原本:ふるさと|島崎藤村|實業之日本社(1920/12/5)

提醒:由于本文的第一人称“爸爸”=“我”,所以文中出现的奶奶=“我”的妈妈,爷爷=“我”的爸爸,阿姨=“我”的姐姐,叔叔=“我”的哥哥。(藤村是家中的老幺)

前言、1~10       


    十一 庄吉爷爷

  你们知道荒神大人吧。看,厨房的灶台上供奉着的神明就是荒神大人了。除了像那样镇火的荒神,爸爸的村子里还供奉着各种各样的神明。将糁粉[1]制的团子做成茧玉[2],用竹枝串起来,供奉给守护蚕的神明;为了生病倒下的马,供奉马头观音;为祈愿路过的旅人的平安,供奉道祖神。

  我还记得有一次跟着老仆爷爷,去向山神大人献年糕的事情。向汤舟泽方向延伸的山的尽头处,祭祀着山神大人。我们去那个小祠堂前,放上米粉做的年糕作为供品。由于那周围全是深山,如果不跟着老仆去的话,小时候的我是没法一个人成行的。

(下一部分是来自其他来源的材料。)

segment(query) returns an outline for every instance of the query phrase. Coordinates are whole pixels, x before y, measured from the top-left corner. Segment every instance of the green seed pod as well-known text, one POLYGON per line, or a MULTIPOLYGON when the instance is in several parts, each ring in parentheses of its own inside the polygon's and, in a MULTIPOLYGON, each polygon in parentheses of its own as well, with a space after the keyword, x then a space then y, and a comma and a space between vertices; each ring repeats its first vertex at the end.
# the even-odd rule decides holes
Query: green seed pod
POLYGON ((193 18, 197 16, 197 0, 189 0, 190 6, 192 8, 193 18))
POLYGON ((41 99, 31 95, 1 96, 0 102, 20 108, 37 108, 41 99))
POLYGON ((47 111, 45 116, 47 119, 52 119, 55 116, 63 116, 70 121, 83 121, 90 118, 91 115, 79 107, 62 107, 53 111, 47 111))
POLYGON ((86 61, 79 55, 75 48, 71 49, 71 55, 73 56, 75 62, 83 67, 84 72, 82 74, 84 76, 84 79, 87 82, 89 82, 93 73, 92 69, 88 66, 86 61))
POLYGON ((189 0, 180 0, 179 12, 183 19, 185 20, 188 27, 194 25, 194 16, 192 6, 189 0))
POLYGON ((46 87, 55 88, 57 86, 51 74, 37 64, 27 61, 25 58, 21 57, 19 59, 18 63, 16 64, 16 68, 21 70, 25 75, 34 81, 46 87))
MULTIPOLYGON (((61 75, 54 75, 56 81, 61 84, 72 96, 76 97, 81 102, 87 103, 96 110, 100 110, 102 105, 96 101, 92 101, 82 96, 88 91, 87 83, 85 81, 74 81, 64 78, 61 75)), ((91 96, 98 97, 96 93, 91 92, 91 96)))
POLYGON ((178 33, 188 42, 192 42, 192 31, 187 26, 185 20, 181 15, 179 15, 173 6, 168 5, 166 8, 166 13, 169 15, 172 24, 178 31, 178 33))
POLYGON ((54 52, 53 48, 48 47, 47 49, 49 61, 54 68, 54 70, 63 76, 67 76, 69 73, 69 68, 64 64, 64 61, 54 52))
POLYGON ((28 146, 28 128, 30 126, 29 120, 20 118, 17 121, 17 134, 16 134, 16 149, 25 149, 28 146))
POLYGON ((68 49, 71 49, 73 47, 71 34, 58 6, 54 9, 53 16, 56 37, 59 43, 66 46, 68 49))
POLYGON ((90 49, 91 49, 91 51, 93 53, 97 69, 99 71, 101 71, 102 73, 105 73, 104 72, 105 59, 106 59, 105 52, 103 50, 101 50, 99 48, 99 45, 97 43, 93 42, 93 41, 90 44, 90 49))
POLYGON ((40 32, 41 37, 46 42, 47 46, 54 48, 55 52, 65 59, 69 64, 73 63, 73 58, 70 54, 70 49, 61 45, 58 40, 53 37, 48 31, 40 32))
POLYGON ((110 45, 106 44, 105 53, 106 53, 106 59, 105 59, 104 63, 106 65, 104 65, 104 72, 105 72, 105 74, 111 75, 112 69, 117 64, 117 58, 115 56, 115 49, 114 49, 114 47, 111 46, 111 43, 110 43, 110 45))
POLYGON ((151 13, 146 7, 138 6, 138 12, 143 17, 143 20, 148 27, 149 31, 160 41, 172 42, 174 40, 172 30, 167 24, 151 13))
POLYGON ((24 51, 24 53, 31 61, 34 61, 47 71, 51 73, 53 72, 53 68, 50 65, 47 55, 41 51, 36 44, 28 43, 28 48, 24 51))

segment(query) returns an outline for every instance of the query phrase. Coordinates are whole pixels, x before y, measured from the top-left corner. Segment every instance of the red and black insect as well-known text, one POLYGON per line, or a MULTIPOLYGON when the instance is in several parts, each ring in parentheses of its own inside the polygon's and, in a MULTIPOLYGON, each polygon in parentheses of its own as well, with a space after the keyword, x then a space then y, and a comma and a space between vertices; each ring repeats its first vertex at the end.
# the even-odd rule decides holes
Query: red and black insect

  山与林是我的故乡。年岁增长到如今,仍然忘不了的,正是那故乡。我随老仆去了深林中,那儿有老仆伐过的树木,也有堆积的松叶。老仆背着这些木头和松叶,回到了家中的小木屋。

  老仆爷爷名叫庄吉,在我还没出生的时候就在家里做帮佣了。

  “嗨哟、嗨哟。”

  老仆把从山里扛来的木头卸下,在小木屋里切割。这位老仆宽大而粗糙的手因受寒而皲裂,贴满膏药。他是一位正直而和蔼的老人。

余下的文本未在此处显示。